Sanguine recesses? Please. Any gay woman worth (The Price Of) her salt can sense the deep aura of lesbianism radiating from this painting. GAAAAAAAAAAY.
The first works I see upon moving into the Busch-Reisinger section of the museum are two Amazonian women: a small sculpture next to an evocative oil painting. These works may be placed next to each other due to their thematic similarities, but out of those thematic similarities comes the concentrated essence of lesbianism.
The gays are more sporadic in this section of the museum; less portraiture and more religious imagery makes queering too trying for even me. I eventually stumble upon “Self Portrait with Cat” by Ernst Ludwig Kirchner. Kirchner’s cat is named “Boby,” the room is bathed in pinks and purples, and the man is wearing a red suit that can only be described as jaunty. If this portrait is not gay, it at the very least has strong lesbian energy.
I am not foolhardy enough nor confident enough in my queering abilities to broach the topic of our founding fathers.
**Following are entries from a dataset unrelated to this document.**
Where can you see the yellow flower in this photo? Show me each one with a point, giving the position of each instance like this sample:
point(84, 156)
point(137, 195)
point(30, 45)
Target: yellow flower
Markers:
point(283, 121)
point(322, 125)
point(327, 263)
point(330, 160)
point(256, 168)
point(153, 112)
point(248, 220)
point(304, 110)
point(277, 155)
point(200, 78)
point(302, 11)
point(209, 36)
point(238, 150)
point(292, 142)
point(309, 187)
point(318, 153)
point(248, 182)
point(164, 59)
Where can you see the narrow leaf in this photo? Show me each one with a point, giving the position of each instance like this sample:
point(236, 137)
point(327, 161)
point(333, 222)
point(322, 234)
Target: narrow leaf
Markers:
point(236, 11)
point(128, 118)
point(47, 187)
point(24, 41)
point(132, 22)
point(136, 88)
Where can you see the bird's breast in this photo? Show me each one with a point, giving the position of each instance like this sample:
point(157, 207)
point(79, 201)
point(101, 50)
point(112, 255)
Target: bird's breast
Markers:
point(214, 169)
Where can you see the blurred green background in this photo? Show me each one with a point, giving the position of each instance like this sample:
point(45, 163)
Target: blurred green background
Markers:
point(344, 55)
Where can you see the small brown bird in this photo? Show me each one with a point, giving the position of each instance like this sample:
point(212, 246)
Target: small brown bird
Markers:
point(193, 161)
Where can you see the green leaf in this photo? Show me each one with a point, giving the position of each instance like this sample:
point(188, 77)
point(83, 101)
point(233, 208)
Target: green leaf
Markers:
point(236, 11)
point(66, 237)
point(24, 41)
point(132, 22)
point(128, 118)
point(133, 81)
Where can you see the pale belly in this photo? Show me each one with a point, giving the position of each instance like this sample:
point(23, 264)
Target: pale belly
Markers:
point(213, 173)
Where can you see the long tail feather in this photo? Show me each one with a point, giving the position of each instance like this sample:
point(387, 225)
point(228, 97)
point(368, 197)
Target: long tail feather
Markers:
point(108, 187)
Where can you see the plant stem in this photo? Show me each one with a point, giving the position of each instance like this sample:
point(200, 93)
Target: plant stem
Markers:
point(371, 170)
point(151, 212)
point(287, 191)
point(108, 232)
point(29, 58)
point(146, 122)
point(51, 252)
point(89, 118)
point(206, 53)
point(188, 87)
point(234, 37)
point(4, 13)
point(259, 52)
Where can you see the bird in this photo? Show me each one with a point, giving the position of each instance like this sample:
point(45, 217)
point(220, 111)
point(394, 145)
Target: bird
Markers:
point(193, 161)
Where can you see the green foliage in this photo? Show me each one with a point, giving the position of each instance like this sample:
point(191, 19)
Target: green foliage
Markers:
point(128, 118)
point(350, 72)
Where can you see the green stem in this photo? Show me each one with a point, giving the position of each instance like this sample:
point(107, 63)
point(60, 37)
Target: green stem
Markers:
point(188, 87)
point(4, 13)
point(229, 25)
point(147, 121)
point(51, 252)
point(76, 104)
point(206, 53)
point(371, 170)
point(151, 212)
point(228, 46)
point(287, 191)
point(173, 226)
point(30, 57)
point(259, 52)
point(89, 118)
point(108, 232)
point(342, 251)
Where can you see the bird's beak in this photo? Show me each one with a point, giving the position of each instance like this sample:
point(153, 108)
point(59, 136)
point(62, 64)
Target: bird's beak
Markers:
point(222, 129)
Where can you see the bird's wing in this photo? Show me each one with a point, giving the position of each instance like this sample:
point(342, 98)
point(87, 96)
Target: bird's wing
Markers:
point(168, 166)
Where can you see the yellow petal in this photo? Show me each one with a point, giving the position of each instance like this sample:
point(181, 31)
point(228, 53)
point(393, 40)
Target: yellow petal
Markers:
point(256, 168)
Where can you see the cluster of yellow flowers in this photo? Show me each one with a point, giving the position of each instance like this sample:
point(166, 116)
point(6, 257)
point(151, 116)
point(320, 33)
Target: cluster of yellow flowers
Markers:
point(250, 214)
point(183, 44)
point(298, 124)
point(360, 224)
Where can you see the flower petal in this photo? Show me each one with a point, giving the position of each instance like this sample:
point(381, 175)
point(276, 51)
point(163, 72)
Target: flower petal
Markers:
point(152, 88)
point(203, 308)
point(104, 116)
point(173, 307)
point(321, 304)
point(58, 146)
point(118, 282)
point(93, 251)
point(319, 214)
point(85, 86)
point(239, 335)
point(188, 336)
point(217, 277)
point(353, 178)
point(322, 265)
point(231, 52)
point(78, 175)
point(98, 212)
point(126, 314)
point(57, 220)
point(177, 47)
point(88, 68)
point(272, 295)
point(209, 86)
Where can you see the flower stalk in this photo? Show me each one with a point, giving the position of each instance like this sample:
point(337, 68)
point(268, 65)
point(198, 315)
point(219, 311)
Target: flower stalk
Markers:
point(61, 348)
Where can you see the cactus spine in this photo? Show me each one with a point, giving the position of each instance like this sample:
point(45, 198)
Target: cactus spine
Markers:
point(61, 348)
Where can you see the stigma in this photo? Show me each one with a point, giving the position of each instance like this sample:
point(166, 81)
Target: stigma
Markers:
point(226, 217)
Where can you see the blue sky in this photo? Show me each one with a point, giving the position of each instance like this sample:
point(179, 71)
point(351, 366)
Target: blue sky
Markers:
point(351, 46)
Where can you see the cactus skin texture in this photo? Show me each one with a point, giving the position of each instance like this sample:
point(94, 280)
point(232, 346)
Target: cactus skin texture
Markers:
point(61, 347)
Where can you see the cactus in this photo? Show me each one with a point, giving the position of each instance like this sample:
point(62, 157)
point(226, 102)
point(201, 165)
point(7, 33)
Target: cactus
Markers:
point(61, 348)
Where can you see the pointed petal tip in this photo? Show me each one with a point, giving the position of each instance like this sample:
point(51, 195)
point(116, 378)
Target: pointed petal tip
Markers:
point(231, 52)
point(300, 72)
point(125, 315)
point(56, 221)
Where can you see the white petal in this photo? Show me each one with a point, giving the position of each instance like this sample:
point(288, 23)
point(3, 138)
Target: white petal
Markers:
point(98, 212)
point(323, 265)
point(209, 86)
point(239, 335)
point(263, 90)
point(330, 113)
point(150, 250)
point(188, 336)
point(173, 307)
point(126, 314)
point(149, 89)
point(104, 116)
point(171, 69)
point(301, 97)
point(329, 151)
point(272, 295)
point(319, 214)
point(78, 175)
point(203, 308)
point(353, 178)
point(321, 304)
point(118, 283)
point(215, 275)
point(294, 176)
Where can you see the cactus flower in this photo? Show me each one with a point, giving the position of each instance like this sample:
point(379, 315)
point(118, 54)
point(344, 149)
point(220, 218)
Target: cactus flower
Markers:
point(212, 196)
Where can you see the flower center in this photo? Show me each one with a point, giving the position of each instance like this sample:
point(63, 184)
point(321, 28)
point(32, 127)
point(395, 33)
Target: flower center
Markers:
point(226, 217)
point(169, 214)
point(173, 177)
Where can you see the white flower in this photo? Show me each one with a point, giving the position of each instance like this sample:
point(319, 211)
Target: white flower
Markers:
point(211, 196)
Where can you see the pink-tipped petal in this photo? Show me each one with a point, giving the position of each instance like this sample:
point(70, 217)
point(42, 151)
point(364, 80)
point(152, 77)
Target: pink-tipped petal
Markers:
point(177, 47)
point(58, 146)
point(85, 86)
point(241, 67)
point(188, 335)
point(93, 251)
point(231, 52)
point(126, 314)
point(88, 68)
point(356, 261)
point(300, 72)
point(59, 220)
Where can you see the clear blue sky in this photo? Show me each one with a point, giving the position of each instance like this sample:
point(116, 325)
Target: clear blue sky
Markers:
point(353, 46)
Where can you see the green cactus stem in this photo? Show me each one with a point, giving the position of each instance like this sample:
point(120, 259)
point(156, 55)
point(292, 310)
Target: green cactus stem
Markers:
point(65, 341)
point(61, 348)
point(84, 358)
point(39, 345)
However, early colonial favorite John Singleton Copley painted some choice gays. Most notable are the paired portraits of the Boylston brothers, each wearing ornate green robes and what look like silk pink shower caps. I can only describe this as a Tegan and Sara situation.
I don’t want to proliferate the narrative of sad gays, but man: “Miss Alice Kurtz” painted by Thomas Eakins is both incredibly sad and incredibly gay. Her father described her as “healthy and athletic,” which I interpret to mean “flaming lesbian.”
Somewhere in this second floor dead-zone of founding fathers and Christianity, I find the clearly gay imagery I’ve been waiting for: “Summer Scene (Bathers)” by Frederic Bazille. I count eight strapping young men in various states of undress, two “wrestling” in the background.
Attempting to queer the second floor of the museum was tiring, but I soldiered on to reach the motherlode on the third floor: Grecian art. Patroclus didn’t die in Achilles’ armor so that I could ignore the blatant homoeroticism in each and every sculpture and vase on this floor.
Unfortunately, the third floor has more partial torsos and fragmented pottery than fully formed homosexual relations. There is no Sapphic imagery to my knowledge, and Achilles and Patroclus lack significant representation. Still, I manage to draw the conclusion that every Grecian urn is, at the very least, bisexual.
Note: all incidences of male homosexuality verified by self-identified “resident homosexual” and friend of the writer Frank M. Cahill.